Die drastischen Kürzungen im Bundeshaushalt sowie die aufgeheizte Debatte über die Wirksamkeit von Entwicklungspolitik sind besorgniserregend. Im Interview mit VENRO erklärt Volkmar Klein, Sprecher der CDU/CSU-Bundestagsfraktion für Wirtschaftliche Zusammenarbeit und Entwicklung, warum Entwicklungspolitik sinnvoll ist. Mit Blick auf die Entwicklungsausgaben fordert er, sich von der Fixierung auf Prozentvorgaben zu trennen.
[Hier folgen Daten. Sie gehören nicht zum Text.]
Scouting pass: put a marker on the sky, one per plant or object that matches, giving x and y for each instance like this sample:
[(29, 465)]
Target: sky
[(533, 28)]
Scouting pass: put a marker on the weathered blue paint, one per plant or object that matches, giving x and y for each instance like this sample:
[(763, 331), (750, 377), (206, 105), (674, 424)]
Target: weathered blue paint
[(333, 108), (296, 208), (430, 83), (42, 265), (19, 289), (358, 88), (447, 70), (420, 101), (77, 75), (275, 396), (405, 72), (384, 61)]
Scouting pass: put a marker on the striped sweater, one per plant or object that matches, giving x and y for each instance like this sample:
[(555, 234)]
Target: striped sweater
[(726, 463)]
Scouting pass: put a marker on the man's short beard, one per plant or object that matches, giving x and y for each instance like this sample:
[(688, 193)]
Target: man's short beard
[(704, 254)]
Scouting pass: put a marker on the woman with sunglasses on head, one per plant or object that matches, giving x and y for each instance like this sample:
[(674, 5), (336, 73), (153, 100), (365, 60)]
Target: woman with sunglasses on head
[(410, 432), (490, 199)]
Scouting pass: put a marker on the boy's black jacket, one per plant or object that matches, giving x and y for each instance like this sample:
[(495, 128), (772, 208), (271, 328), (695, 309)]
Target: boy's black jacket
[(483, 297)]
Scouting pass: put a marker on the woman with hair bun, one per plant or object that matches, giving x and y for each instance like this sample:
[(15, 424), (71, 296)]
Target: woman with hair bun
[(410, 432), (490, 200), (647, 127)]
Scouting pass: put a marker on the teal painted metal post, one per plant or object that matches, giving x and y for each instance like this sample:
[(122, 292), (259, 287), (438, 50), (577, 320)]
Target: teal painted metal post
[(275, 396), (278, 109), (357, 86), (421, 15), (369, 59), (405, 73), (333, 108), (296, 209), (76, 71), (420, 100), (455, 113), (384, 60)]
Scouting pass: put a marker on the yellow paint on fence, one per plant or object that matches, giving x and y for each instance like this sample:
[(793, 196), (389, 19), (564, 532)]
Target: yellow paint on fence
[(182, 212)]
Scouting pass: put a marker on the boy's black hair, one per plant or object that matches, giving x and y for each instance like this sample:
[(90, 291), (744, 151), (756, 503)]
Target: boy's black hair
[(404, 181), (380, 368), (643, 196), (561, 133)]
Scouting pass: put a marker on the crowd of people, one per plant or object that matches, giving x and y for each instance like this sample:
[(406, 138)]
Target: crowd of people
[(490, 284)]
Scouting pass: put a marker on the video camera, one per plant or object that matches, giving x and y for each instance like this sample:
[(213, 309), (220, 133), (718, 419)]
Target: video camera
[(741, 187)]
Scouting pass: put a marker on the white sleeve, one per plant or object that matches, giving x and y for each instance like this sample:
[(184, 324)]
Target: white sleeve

Herr Klein, wir erleben zurzeit eine aufgeheizte öffentliche Debatte rund um die Wirksamkeit der deutschen Entwicklungspolitik. Finanzminister Christian Lindner schlägt vor, die Gelder für Entwicklungszusammenarbeit weiterhin stark zu kürzen. Damit würde das Entwicklungsministerium (BMZ) in dieser Legislaturperiode rund 3,5 Milliarden Euro weniger zur Verfügung haben als zum Ende der letzten Regierung – ein Minus von 25 Prozent. Kaum ein anderes Ressort wird so stark zusammengestrichen. Gleichzeitig steigen die Bedarfe weltweit und es gilt, komplexe globale Herausforderungen zu bewältigen. Hat sich die Bedeutung der Entwicklungspolitik nach dem russischen Angriff auf die Ukraine grundsätzlich verändert?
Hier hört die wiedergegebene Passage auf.